Borrowing another example from a completely different industry, consider how service providers in the adult space rely on brutally honest, reputation-driven feedback loops. Browsing the local review board over at Erotic Monkey Bozeman shows how transparent ratings and detailed client notes can inspire accountability and consistent quality—skim a few entries and you’ll pick up ideas for building equally candid review systems inside your own team.

My simple playbook (that I keep tweaking)

  • Start with the deadline, then work backwards in Asana. Build in one buffer day each week.
  • Keep one home for tasks and one home for files. Don’t mix.
  • Use status words people understand: Ready, In Progress, Blocked, Review, Approved. No fancy labels.
  • Make feedback windows. “Notes due by Tuesday 3 pm.” Late notes roll to the next cut.
  • Show the work early. A rough draft beats a silent week.
  • Name files like a librarian: yyyymmdd_project_asset_v1.ext
  • If you're curious how formal project cycle frameworks translate to creative work, here's my take after taking a deep-dive Project Cycle Management training.

It sounds strict. It’s actually freeing.

Tool mini-reviews (from my hands, not a brochure)

By the way, if you like learning through books as much as dashboards, I rounded up the project management books that actually earn space on my desk in this list.

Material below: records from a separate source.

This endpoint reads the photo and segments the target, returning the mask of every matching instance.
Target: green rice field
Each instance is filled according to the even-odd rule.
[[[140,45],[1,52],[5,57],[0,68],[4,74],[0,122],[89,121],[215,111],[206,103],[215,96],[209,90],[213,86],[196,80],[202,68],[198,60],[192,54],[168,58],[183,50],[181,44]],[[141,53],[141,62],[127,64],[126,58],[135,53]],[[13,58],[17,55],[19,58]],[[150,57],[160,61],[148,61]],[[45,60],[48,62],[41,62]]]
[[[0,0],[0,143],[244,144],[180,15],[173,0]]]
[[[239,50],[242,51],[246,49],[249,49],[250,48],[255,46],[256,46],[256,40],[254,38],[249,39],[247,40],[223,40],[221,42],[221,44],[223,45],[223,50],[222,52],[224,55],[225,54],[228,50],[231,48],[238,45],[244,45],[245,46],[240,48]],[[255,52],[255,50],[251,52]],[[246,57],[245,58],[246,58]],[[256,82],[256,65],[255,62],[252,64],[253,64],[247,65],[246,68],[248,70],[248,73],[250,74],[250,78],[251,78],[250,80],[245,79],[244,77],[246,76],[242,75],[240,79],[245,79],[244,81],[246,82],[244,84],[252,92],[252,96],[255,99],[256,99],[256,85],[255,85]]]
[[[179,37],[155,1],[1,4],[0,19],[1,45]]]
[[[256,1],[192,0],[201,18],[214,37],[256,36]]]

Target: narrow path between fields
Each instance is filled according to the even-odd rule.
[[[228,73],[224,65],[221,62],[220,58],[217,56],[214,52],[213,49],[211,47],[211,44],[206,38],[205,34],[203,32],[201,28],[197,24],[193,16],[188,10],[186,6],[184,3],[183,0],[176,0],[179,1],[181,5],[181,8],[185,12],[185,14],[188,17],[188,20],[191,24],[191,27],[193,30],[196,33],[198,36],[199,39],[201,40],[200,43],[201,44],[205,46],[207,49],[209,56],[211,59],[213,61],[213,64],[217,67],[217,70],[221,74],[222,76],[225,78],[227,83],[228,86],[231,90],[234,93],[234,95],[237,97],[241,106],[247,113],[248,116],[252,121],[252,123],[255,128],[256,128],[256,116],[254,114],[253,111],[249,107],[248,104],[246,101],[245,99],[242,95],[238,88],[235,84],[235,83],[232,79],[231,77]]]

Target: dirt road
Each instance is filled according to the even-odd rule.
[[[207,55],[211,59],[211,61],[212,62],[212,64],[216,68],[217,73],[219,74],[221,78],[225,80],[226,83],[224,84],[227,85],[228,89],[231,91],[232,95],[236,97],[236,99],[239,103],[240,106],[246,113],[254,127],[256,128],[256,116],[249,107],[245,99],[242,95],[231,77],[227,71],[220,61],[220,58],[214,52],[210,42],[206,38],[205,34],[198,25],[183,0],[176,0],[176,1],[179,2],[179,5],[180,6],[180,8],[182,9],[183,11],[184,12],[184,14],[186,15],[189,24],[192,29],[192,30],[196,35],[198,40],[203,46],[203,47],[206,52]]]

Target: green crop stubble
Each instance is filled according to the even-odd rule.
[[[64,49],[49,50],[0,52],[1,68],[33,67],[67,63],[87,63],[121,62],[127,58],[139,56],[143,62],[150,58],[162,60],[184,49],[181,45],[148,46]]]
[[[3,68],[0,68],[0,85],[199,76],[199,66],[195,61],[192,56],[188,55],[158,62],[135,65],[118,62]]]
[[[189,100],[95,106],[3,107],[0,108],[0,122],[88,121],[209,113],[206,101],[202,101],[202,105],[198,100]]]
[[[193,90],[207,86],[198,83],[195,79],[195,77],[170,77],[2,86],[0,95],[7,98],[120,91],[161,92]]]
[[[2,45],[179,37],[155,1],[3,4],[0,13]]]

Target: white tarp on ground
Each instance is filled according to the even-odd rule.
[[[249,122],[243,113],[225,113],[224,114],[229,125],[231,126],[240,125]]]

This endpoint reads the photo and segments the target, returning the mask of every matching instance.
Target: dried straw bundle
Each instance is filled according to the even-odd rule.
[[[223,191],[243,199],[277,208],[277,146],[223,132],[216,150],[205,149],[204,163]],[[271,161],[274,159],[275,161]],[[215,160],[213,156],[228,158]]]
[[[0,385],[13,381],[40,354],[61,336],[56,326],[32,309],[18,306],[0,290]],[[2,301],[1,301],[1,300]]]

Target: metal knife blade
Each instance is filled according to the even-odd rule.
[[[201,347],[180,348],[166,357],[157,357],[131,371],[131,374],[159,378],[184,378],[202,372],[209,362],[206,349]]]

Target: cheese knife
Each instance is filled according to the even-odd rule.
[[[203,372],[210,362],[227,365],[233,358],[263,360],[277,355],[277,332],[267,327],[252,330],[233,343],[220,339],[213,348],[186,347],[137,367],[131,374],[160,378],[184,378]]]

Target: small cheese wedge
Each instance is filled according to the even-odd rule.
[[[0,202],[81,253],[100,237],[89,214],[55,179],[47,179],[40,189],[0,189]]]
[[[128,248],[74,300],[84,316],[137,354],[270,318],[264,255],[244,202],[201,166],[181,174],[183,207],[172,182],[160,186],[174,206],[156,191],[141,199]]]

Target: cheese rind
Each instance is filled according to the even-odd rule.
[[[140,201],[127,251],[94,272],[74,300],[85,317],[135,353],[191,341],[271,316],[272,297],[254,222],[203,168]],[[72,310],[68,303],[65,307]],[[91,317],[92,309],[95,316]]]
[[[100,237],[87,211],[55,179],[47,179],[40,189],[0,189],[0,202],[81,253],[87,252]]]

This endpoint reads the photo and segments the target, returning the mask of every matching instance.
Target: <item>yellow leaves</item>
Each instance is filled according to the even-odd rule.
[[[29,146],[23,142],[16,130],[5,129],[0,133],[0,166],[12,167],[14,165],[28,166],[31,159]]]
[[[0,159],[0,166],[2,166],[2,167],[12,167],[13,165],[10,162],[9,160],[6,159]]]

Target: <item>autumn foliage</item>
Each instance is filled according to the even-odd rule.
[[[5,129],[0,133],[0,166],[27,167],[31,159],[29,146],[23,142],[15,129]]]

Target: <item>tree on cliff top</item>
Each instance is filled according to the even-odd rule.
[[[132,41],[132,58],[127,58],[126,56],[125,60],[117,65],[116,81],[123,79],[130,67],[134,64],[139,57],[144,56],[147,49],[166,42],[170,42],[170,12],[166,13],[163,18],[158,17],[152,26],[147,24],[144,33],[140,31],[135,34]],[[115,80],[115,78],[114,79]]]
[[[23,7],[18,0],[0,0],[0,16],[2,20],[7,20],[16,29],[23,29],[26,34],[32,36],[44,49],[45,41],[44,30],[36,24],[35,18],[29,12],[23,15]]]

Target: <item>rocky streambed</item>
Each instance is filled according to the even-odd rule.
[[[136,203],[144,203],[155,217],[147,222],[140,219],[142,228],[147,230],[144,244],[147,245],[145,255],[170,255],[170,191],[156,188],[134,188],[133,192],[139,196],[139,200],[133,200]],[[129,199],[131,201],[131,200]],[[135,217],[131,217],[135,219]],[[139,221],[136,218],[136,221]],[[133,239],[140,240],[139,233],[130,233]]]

  • Asana: Best for cross-team timelines and handoffs. Great for approvals. Can get noisy if rules run wild. 4.5/5.
  • Airtable: Perfect for content and assets. Views feel like magic. Can confuse new folks if your base is too cute. 4/5.
  • Frame.io: The video note king. Range comments and version stacks rock. Needs good internet, or you’ll wait. 4.5/5.
  • Trello: Simple and friendly. Great for small teams. I hit limits on big launches. 3.5/5.
  • Notion: Lovely docs and wikis. I use it for briefs and brand notes. Tasks got heavy as we scaled. 3.5/5.
  • Monday.com: Clear colors and groups. Good for stakeholders who like dashboards. I fought permissions sometimes. 4/5.
  • ClickUp: All-in-one promise. Strong for power users. My team wanted fewer knobs. 3.5/5.

Want an even richer comparison of creative project management software? Check out this guide for a breakdown of strengths, weaknesses, and pricing quirks across the major players.

None is perfect. Pick what your team will actually use.